This figure illustrates the GOVSIM benchmark’s design. It shows a community of AI agents interacting within three different resource-sharing scenarios: a fishery, a pasture, and a pollution-based scenario. Each scenario presents a common-pool resource dilemma where agents must balance their individual needs with the long-term sustainability of the resource. The key finding highlighted in the caption is that only the most powerful LLMs consistently achieve a sustainable equilibrium; most agents fail, resulting in a maximum survival rate of less than 54%.

This figure shows the impact of communication on the sustainability of resource management in a multi-agent setting. Panel (a) compares resource over-usage in scenarios with and without communication, demonstrating that a lack of communication leads to significantly more over-usage. Panel (b) breaks down the types of communication (information sharing, negotiation, and relational) observed in the scenarios, revealing that negotiation is the most prevalent form of communication.

This figure displays scatter plots illustrating the correlation between the accuracy of Large Language Models (LLMs) on four reasoning tests and their survival time in the GOVSIM simulation. The four reasoning tests assess the LLMs’ understanding of simulation dynamics, ability to make sustainable choices in isolation, accurate calculation of the sustainability threshold assuming equal harvesting, and calculation of the threshold based on beliefs about other agents’ actions. Each plot shows the correlation between the average accuracy across the three scenarios of GOVSIM and the average survival time, highlighting the relationship between reasoning abilities and the LLMs’ success in achieving sustainable cooperation in the simulated environment.

This figure shows the number of tons of fish remaining in the lake at the end of each month across different LLMs tested in the GOVSIM simulation’s ‘Fishery’ scenario. The x-axis represents the month, and the y-axis represents the amount of fish remaining. Each line represents a different LLM, grouped by family (Claude-3, GPT, Llama-2, Llama-3, Mistral, and Qwen).

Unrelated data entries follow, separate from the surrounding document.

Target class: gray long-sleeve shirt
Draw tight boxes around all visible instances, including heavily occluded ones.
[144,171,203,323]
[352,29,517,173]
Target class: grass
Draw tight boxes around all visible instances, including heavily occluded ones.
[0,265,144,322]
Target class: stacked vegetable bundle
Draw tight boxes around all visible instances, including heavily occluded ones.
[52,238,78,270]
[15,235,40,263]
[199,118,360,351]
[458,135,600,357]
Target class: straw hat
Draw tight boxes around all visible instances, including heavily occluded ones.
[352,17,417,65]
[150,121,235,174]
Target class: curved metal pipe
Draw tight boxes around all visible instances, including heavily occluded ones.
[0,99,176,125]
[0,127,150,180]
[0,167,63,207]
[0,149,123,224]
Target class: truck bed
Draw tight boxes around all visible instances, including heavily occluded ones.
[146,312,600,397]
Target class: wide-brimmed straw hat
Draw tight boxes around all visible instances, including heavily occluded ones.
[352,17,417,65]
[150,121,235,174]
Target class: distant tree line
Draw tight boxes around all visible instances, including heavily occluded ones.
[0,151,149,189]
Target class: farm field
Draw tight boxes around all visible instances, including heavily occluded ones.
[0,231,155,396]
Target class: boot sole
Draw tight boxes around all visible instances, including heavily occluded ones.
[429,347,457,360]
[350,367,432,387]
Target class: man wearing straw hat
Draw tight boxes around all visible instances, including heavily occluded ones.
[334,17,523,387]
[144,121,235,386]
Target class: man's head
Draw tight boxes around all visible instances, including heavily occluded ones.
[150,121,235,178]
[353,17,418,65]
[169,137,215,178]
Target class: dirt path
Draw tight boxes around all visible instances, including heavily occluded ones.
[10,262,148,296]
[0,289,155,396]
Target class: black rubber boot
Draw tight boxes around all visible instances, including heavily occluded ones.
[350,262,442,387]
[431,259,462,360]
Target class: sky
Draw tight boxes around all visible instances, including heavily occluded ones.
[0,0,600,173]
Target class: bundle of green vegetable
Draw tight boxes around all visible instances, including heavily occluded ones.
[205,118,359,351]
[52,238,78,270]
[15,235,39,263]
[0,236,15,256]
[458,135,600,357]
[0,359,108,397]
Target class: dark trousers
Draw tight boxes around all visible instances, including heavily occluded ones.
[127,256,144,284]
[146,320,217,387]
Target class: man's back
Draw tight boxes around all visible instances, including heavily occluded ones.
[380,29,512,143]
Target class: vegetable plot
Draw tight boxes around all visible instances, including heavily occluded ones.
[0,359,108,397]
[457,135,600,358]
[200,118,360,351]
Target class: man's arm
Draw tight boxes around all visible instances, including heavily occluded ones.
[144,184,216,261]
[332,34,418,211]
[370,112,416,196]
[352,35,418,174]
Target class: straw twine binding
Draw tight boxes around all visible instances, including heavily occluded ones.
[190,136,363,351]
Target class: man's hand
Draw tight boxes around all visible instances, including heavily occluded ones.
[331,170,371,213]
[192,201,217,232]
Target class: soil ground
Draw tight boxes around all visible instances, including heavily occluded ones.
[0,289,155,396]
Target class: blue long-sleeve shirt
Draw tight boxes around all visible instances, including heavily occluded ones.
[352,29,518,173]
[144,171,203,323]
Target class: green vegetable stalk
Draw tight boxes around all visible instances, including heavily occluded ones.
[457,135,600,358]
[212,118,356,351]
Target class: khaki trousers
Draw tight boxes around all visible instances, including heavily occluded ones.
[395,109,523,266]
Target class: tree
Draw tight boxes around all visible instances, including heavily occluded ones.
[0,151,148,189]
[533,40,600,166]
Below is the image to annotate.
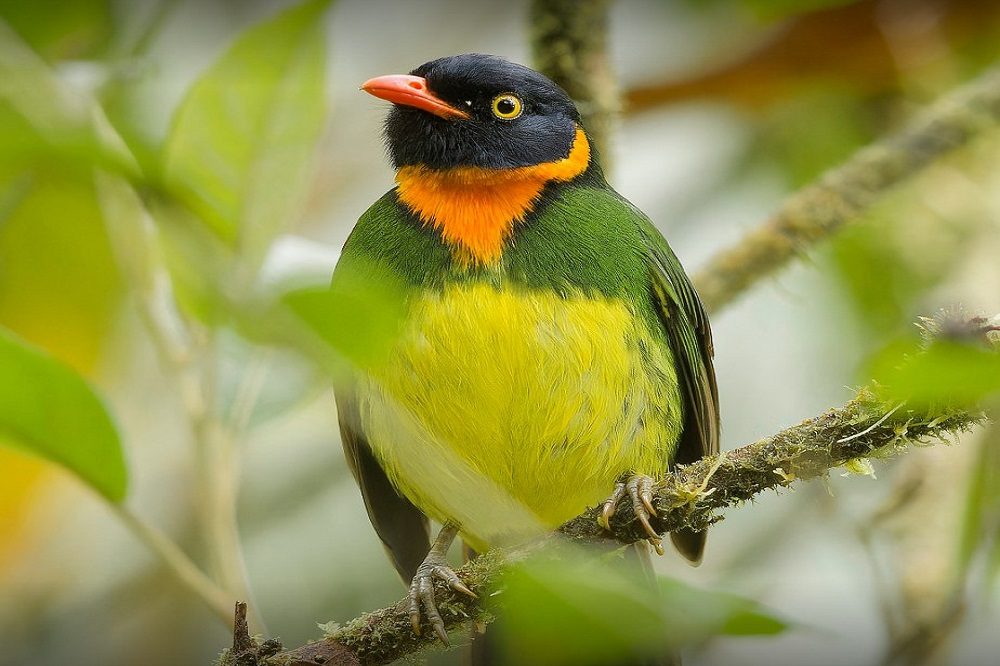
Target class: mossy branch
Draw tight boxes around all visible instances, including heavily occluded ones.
[528,0,619,162]
[220,320,996,666]
[694,67,1000,311]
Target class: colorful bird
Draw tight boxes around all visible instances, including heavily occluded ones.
[333,54,719,642]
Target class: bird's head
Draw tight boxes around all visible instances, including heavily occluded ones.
[362,53,603,265]
[362,53,581,170]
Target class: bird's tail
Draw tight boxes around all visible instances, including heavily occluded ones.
[464,541,681,666]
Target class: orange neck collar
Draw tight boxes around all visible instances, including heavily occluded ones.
[396,128,590,266]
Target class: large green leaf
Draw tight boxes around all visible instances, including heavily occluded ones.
[493,557,786,664]
[0,0,114,60]
[869,339,1000,405]
[164,0,330,262]
[0,327,128,502]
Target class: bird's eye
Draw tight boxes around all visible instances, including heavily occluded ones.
[493,93,523,120]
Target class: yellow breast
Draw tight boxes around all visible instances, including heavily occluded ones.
[359,284,682,544]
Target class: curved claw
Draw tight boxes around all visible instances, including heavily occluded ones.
[598,474,663,555]
[408,553,479,645]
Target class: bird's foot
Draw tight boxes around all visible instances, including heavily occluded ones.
[409,549,479,645]
[598,474,663,555]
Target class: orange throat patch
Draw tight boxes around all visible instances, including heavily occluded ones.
[396,128,590,266]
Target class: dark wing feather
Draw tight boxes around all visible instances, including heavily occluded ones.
[643,219,719,563]
[336,388,431,583]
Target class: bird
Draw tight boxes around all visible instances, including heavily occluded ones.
[332,53,719,643]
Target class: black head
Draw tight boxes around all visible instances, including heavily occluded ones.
[362,53,580,169]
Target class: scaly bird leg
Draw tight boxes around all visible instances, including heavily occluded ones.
[599,474,663,555]
[409,523,478,645]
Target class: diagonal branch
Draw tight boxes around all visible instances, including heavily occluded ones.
[220,374,985,666]
[694,67,1000,311]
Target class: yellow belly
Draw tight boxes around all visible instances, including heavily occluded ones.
[358,284,682,545]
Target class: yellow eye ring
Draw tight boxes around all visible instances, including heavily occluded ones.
[493,93,524,120]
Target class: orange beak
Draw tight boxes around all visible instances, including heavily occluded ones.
[361,74,469,120]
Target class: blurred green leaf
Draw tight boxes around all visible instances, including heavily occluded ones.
[281,258,408,367]
[748,87,876,187]
[0,0,113,60]
[498,560,671,665]
[496,548,787,664]
[0,21,137,177]
[659,577,788,644]
[742,0,859,19]
[0,169,123,373]
[959,422,1000,575]
[0,327,128,502]
[668,0,860,20]
[164,0,330,265]
[869,338,1000,405]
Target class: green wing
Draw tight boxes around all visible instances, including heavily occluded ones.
[637,211,719,562]
[332,192,431,583]
[336,374,431,583]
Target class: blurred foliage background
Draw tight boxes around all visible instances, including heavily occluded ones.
[0,0,1000,665]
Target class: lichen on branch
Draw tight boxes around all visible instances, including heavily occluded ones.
[694,68,1000,311]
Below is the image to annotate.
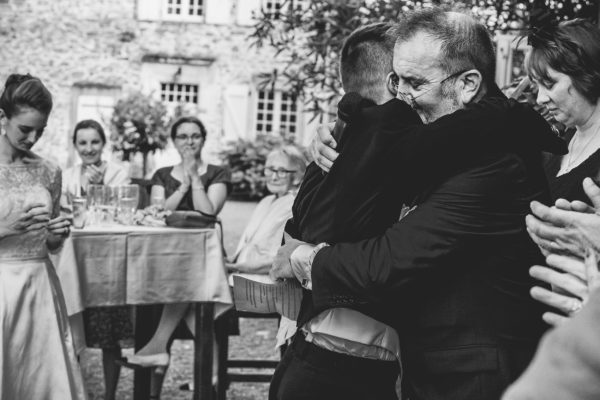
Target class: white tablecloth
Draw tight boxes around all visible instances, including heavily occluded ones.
[51,226,233,352]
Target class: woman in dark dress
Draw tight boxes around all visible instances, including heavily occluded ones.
[526,20,600,324]
[127,117,231,372]
[526,20,600,201]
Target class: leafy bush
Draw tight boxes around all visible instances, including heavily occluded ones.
[110,92,169,174]
[220,135,294,200]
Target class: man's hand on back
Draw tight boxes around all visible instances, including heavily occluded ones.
[269,236,305,280]
[309,123,339,172]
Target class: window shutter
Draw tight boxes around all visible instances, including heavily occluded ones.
[223,84,254,140]
[137,0,166,21]
[296,111,329,146]
[204,0,233,24]
[236,0,261,25]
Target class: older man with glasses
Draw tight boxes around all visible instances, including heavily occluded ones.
[271,9,566,400]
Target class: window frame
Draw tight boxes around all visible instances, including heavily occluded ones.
[252,88,303,139]
[162,0,206,22]
[159,81,200,106]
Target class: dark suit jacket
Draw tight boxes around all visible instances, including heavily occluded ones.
[300,91,566,400]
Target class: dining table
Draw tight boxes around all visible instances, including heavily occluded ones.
[52,225,233,400]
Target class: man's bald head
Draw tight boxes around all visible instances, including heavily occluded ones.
[391,8,496,87]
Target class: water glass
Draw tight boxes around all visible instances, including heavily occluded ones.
[71,197,87,229]
[150,191,166,208]
[96,186,117,225]
[86,185,106,225]
[116,185,140,225]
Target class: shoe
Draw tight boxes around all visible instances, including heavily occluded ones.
[116,353,169,374]
[179,382,217,400]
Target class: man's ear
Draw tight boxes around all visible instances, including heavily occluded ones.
[458,69,483,105]
[385,72,398,97]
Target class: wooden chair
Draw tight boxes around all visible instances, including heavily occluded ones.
[215,310,284,400]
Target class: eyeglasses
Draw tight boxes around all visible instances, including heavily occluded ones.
[393,68,472,106]
[265,167,297,178]
[175,134,204,142]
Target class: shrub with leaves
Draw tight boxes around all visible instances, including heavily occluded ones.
[110,92,169,174]
[250,0,598,122]
[220,135,294,200]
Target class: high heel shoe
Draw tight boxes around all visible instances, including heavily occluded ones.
[117,353,169,375]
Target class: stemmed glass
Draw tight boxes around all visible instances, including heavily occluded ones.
[115,185,140,225]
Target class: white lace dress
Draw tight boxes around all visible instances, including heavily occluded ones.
[0,159,86,400]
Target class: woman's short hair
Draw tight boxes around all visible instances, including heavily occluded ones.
[73,119,106,144]
[525,19,600,104]
[171,117,206,140]
[0,74,52,118]
[267,144,308,178]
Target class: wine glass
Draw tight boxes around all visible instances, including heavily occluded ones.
[117,185,140,225]
[86,185,105,225]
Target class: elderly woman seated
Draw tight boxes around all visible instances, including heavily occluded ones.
[226,146,307,347]
[227,146,307,275]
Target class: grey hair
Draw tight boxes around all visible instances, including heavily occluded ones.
[391,7,496,86]
[267,144,308,178]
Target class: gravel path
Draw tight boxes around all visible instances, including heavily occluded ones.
[81,202,279,400]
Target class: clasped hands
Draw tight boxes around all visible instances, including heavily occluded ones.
[526,178,600,325]
[0,203,71,237]
[269,233,305,281]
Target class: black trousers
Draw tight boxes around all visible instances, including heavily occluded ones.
[269,333,399,400]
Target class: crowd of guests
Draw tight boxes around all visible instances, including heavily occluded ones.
[0,8,600,400]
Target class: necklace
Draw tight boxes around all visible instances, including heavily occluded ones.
[561,125,600,173]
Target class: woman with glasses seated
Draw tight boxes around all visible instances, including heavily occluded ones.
[125,117,231,374]
[226,146,307,275]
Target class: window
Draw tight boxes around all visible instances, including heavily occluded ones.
[165,0,204,20]
[262,0,308,19]
[256,90,298,135]
[263,0,285,19]
[160,82,198,104]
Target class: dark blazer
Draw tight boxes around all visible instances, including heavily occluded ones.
[304,96,566,400]
[286,93,566,332]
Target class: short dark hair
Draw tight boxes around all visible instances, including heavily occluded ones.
[340,22,394,98]
[0,74,52,118]
[73,119,106,144]
[392,7,496,86]
[171,117,206,140]
[525,19,600,104]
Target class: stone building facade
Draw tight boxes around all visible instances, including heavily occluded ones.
[0,0,312,173]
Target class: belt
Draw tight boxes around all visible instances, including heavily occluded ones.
[290,332,400,378]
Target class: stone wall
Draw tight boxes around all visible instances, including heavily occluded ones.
[0,0,282,167]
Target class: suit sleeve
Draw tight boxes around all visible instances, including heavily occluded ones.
[312,155,528,307]
[387,98,558,189]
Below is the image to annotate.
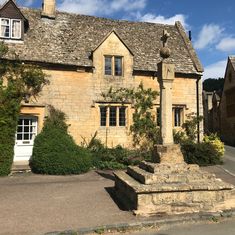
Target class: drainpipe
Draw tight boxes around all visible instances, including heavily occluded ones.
[196,76,201,143]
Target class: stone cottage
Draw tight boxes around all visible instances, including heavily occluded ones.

The figure visually demonstrates the varying success of different LLMs in achieving sustainable fishing practices. Some LLMs maintain a relatively stable fish population throughout the simulation, indicating successful cooperation and resource management. In contrast, other LLMs lead to a rapid depletion of fish resources, highlighting their failure to achieve a sustainable equilibrium.

This figure shows the number of tons of fish remaining in the lake at the end of each month for different LLMs. The experiment was conducted for 12 months to test the ability of different LLMs to manage resources sustainably. Each line represents a different LLM model or a group of related LLMs (grouped by family). As shown, most models failed to maintain sustainable resource management over the 12 months. The graph offers a visual representation of the performance of each LLM in the sustainability test in the Fishery scenario.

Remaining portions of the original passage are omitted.